This document defines the network protocol for communicating with the KNO.
In this specification, the term "number" means an ordered sequence of bytes (aka octets). When a number is transmitted the bytes are sent in order, and when a number is hashed, the bytes are fed to the hash function in order. Since the protocol is defined in terms of byte sequences, the concept of byte order does not apply at the protocol level (with the exception of the optional timestamp); interpreting the sequences of bytes as encodings of integers or bit streams is a higher level concept discussed separately in the section titled Number Encoding.
"client" means the entity that wishes to determine whether a number "N" is known or not.
"server" means the Known Number Oracle (KNO).
H(X) denotes the SHA-256 hash of X.
The vertical bar "|" denotes concatenation.
0 denotes the number consisting of 256/8 = 32 bytes of all zero bits.
0xAA denotes the single byte with hexadecimal value AA.
The server maintains a database of known numbers, indexed by their SHA-256 hash values.
The server also maintains a random 256-bit secret S which must remain fixed for the duration of the protocol interaction.
The client sends the message M0 = 0x00 | H(N).
The server receives M0, extracts the H(N) provided by the client, and constructs the value T = H(S | H(N)); this is a temporary secret to be withheld from the client until the reveal phase.

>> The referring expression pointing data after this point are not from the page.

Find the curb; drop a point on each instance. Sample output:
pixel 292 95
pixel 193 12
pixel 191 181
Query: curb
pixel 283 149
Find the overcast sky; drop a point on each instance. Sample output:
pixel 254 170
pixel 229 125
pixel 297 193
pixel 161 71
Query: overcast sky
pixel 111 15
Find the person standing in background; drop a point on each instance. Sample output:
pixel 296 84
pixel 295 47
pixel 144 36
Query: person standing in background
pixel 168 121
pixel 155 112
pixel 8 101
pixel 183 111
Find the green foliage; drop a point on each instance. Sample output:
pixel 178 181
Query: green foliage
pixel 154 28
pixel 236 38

The server then performs a database lookup with H(N) as the lookup key. If the lookup yields a known number K such that H(K) = H(N), the server constructs a commitment C = H(T | K). If the lookup is unsuccessful, it instead constructs a false commitment C = H(T | 0). The server then responds with the message M1 = 0x01 | C.

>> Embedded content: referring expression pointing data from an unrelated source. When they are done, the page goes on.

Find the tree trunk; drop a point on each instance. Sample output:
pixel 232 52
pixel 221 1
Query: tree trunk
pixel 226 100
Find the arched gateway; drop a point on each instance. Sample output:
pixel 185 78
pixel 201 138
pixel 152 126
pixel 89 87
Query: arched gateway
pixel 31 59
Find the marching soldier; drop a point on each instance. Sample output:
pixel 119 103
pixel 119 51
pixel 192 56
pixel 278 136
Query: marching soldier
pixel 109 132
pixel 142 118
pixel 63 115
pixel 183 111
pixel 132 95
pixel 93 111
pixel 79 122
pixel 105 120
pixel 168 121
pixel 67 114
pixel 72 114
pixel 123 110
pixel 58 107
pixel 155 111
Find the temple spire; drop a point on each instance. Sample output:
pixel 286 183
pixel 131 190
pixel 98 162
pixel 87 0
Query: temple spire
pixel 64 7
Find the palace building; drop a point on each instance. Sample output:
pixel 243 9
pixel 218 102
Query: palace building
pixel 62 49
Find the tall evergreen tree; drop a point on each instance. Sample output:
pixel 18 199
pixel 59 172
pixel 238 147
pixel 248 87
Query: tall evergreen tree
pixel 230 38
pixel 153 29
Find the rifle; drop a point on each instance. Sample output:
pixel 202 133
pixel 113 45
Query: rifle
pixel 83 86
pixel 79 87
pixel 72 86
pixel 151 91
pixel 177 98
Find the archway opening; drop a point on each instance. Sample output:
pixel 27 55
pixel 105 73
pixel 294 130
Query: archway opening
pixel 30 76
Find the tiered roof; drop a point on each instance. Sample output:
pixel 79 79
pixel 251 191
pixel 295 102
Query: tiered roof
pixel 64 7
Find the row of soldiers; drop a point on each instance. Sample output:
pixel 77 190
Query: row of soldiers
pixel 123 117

The client receives the server's response message M1 and extracts the commitment C.
The client sends the message M2 = 0x02 | N.
The server receives M2, extracts N, saves N in the database, constructs H(N) and T = H(S | H(N)), and responds with M3 = 0x03 | T; this is the reveal.
The client receives message M3, extracts T, and checks whether H(T | N) is equal to the commitment C received in message M1. If equal, the client determines that N must already have been known to the server at the time when it sent message M1, before N itself was transmitted in M3, and therefore N must be considered a "known number". If unequal, no such determination is made.
After a client has classified a number N as "known" by executing the protocol steps above, it may separately query the server for a timestamp indicating when the number became known to the server. This step is optional, and the timestamp provided is informational only; there is no way for the client to verify that the KNO is providing truthful timestamps or that they have not been modified in transit.
The client queries for the timestamp by sending the message M4 = 0x04 | N. The server stores N in the database and responds with M5 = 0x05 | TS, where TS is the time when N was first stored in the database, transmitted as an unsigned 64-bit integer count of seconds since the POSIX epoch, most significant byte first.
To execute the protocol over TCP, the client establishes a TCP connection to tcp.v1.kno.araneus.fi port 6350.
Each message is sent over the TCP connection unencoded, as a sequence of bytes. The server processes and responds to each request in order. Once the client has no further queries to perform, it should immediately close the TCP connection; connections should not be kept idle. To preserve resources, the server may close idle connections after a timeout of a few seconds.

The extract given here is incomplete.